Pub Date : 2024-12-26DOI: 10.1016/j.ymgmr.2024.101181
Erin Cooney , Zineb Ammous , Tricia Bender , Gillian E. Clague , Marilyn Clifford , Angela Crutcher , Laura Davis-Keppen , Kirsten Havens , Melissa Lah , Stephanie Sacharow , Amarilis Sanchez-Valle , Erika Vucko , Bridget Wardley , Leah Wessenberg , Hans C. Andersson
Objective
To provide insights and strategies for pegvaliase management in challenging cases with phenylketonuria (PKU) based on the first 5 years of experience with pegvaliase in real-world clinical practice.
Methods
Twelve PKU experts gathered during a one-day, in-person meeting to discuss clinical cases illustrating important lessons from their experiences treating patients with pegvaliase in real-world clinical practice. Challenges with pegvaliase experienced prior to and during treatment and corresponding strategies to overcome them were discussed.
Results
Twelve cases of adults with PKU (eight females and four males, aged 18 to 68 years) receiving pegvaliase were reviewed and discussed. Challenges of the cases included medical or mental health comorbidities, executive function deficits, challenging social or socioeconomic situations, logistical or geographic barriers, or a combination of these; one was considering pregnancy. Despite challenges, pegvaliase was initiated successfully in most cases. Strategies to overcome barriers included individualized education, including side effect action plans, help from support organizations, collaboration with local providers, and use of telemedicine. Recommendations from the clinicians included that comorbid conditions should be monitored closely after treatment initiation and may require collaboration with other healthcare providers.

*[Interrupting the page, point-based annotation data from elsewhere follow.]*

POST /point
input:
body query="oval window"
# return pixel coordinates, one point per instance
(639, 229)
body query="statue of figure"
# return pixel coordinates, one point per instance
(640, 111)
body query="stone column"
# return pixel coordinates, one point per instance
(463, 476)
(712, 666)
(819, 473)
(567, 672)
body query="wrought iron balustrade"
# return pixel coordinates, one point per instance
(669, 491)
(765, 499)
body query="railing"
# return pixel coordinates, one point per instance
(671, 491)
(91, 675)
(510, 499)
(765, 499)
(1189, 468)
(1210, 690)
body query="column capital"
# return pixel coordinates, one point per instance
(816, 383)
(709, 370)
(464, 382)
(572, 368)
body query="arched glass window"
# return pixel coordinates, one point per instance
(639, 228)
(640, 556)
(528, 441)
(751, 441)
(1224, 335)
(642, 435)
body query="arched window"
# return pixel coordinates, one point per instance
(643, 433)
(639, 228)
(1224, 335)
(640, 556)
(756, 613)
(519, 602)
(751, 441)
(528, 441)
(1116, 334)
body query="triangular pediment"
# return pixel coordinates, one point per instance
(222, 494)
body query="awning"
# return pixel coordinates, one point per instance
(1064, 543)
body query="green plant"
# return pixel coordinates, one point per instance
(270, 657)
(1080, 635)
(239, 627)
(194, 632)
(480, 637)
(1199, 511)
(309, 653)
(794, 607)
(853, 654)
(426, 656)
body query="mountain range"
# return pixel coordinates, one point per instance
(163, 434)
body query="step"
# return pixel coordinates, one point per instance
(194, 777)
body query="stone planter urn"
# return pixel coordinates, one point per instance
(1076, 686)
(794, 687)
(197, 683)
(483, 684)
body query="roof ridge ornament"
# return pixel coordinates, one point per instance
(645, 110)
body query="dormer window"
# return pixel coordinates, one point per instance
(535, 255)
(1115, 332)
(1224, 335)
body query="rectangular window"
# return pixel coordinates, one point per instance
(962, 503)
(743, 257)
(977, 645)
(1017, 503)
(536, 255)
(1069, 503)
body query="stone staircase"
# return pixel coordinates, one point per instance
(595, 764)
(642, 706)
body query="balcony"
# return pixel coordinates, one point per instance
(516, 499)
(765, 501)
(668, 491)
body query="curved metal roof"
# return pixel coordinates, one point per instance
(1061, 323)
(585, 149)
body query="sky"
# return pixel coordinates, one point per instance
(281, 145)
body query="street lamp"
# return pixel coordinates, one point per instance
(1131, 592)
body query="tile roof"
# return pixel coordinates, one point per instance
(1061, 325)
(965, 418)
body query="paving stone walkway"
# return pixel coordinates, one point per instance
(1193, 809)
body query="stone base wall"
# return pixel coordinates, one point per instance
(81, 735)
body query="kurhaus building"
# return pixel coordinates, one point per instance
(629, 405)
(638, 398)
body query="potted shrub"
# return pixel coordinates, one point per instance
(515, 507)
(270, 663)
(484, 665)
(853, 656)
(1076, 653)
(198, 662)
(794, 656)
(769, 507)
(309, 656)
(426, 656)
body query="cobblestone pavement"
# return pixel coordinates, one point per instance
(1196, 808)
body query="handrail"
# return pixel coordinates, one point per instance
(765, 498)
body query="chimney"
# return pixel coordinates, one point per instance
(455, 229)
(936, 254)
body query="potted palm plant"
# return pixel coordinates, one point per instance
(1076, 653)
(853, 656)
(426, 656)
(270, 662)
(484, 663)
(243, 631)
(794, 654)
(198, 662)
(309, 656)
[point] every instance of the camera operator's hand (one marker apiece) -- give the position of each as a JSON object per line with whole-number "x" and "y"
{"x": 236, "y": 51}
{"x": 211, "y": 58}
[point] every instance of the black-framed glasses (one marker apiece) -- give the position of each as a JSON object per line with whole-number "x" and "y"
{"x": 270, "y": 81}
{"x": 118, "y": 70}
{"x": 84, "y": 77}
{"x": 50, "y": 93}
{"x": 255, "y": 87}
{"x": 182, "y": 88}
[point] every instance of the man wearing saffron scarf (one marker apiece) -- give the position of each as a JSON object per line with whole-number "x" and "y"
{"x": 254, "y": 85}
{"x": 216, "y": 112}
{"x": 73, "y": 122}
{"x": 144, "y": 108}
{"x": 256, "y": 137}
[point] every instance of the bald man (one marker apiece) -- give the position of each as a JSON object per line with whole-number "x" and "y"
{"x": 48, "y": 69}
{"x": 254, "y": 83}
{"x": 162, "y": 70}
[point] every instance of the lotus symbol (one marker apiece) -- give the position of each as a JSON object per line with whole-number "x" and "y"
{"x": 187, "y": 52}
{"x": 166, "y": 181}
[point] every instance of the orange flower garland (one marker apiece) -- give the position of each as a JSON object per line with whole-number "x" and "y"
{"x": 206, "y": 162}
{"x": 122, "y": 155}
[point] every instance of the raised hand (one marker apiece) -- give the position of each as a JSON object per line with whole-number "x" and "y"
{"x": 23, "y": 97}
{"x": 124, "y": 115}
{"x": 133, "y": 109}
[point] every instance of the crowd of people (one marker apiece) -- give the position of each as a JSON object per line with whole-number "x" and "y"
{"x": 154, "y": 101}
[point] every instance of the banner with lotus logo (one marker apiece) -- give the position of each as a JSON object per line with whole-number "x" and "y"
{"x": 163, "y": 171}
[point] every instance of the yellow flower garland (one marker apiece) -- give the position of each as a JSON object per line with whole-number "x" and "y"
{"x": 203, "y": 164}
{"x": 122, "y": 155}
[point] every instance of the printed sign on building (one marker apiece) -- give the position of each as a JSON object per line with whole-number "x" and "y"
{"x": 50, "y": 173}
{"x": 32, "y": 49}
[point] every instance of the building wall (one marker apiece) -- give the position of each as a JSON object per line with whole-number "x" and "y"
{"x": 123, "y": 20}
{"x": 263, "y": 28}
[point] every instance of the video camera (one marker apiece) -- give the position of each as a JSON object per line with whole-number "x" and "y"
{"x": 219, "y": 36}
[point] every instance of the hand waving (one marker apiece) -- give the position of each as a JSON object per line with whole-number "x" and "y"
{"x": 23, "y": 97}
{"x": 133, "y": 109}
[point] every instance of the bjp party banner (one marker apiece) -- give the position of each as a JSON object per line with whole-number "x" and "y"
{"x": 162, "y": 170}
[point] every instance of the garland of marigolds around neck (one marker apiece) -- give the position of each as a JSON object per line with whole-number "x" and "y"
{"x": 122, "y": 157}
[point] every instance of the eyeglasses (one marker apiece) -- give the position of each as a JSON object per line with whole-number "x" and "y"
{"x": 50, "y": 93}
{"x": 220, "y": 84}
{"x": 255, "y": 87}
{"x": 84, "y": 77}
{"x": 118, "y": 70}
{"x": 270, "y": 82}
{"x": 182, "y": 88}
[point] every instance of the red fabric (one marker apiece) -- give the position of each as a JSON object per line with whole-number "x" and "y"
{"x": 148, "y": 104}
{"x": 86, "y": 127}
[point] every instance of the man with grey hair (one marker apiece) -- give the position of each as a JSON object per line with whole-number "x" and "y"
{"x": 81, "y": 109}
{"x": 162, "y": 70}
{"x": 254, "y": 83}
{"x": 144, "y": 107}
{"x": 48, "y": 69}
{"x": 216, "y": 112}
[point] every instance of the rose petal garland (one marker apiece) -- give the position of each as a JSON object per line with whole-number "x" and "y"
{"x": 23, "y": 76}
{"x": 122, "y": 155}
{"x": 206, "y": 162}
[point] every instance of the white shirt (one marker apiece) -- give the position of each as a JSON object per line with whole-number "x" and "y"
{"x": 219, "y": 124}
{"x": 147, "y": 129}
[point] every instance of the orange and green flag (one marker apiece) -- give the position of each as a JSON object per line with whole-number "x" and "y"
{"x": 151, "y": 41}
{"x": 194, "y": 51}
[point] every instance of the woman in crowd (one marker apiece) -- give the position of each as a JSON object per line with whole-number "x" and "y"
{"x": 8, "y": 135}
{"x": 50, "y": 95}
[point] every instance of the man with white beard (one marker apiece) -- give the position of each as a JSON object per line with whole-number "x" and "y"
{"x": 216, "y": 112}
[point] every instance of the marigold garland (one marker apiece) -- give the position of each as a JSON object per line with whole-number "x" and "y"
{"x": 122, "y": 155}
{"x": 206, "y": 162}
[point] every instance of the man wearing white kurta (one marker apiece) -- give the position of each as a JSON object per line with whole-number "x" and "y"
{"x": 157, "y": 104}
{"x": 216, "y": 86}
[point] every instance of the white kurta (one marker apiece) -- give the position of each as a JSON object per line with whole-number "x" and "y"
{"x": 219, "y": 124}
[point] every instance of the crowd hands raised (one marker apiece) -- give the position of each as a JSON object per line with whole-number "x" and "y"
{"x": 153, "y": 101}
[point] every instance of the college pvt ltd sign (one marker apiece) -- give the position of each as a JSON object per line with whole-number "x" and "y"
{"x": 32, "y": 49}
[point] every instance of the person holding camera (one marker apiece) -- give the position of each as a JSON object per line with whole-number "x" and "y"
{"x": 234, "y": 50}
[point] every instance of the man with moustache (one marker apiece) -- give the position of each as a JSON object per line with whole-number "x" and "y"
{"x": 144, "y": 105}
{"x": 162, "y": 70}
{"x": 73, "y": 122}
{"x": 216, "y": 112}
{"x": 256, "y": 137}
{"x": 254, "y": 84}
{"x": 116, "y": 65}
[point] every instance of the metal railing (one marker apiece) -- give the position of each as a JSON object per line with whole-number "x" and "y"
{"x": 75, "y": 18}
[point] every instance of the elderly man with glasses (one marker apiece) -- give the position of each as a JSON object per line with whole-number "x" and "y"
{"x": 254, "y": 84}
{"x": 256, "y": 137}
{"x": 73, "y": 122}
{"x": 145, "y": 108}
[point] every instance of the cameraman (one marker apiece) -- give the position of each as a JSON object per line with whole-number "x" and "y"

A collaborative relationship with the clinic, ongoing education, and supportive relatives or friends can help individuals to remain adherent to pegvaliase. Suboptimal adherence may be addressed by a daily reminder system, telemedicine, in-home support, or a modified titration plan. Treated individuals with eating disorders require additional follow-up and support to achieve a healthy relationship with food. In most cases, including late-diagnosed individuals, reduced blood Phe levels resulted in improved PKU-related symptoms, including neurological issues.
Conclusion
Experience from the presented cases and 5 years of expert experience with pegvaliase in the real-world setting provide insight and guidance for healthcare professionals initiating and managing pegvaliase treatment in complex PKU cases. These cases demonstrate that, through comprehensive assessment and addressing barriers, pegvaliase treatment can be successful in adults with PKU, regardless of prior treatment success, age, socioeconomic, cognitive, or executive function challenges, as well as in those with comorbidities or considering pregnancy. Ongoing documentation of clinical experience is crucial for advancing the management of individuals receiving this treatment.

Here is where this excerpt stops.